Now, we find the first derivative to find critical points: \[ V'(x) = \frac{dV}{dx} = 12x^2 - 44x + 24 \] Set \( V'(x) = 0 \): \[ 12x^2 - 44x + 24 = 0 \] Divide by 4: \[ 3x^2 - 11x + 6 = 0 \] Factor the quadratic equation: \[ (3x - 2)(x - 3) = 0 \] The possible values for x are \( x = \frac{2}{3} \) or \( x = 3 \).
From our domain \( 0<x<1.5 \), the only valid solution is \( x = \frac{2}{3} \).
To confirm this is a maximum, we use the second derivative test: \[ V''(x) = 24x - 44 \] \[ V''\left(\frac{2}{3}\right) = 24\left(\frac{2}{3}\right) - 44 = 16 - 44 = -28 \] Since \( V''\left(\frac{2}{3}\right)<0 \), the volume is maximum at \( x = \frac{2}{3} \).

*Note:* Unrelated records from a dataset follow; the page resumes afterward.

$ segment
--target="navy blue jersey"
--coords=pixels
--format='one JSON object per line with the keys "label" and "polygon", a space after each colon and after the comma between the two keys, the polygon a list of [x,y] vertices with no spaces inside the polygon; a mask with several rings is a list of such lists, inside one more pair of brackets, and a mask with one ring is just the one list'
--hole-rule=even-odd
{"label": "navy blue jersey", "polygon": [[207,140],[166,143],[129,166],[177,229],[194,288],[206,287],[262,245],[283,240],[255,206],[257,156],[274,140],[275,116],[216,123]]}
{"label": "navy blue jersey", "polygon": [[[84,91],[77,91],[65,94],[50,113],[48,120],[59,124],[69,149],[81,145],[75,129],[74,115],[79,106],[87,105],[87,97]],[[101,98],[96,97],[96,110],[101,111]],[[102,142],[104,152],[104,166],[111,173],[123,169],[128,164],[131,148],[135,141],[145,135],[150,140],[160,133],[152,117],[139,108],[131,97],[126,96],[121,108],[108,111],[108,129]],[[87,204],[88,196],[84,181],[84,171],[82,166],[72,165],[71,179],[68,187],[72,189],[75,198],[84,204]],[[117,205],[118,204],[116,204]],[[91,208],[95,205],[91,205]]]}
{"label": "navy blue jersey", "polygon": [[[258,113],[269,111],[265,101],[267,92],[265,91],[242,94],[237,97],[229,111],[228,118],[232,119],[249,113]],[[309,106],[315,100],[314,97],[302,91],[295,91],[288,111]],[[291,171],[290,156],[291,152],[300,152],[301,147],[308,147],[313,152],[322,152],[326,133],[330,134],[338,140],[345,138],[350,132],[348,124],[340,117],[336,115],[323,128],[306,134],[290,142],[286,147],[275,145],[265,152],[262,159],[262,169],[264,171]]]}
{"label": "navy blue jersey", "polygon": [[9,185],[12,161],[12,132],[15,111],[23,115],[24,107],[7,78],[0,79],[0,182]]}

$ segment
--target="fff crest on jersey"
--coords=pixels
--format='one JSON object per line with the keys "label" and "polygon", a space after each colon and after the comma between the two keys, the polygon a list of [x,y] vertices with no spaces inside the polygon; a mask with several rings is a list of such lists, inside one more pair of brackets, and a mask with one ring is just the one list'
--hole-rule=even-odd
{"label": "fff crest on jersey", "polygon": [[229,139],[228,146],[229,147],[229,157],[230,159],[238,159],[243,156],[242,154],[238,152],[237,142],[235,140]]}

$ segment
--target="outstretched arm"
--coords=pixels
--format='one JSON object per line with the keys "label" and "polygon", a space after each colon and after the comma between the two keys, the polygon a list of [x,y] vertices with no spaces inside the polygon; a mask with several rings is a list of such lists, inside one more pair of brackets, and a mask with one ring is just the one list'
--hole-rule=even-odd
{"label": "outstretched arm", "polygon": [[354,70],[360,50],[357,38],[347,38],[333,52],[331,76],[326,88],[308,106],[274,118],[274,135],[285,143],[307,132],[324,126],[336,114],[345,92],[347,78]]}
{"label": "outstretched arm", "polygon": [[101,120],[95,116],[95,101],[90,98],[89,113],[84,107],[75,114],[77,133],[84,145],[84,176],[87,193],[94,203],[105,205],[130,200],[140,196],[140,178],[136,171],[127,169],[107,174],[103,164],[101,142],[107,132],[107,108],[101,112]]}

Calculate the maximum volume: \[ V\left(\frac{2}{3}\right) = 4\left(\frac{2}{3}\right)^3 - 22\left(\frac{2}{3}\right)^2 + 24\left(\frac{2}{3}\right) \] \[ = 4\left(\frac{8}{27}\right) - 22\left(\frac{4}{9}\right) + 16 \] \[ = \frac{32}{27} - \frac{88}{9} + 16 = \frac{32 - 264 + 432}{27} = \frac{200}{27} \] Step 4: Final Answer:
The maximum volume of the box is \( \frac{200}{27} \) cubic meters.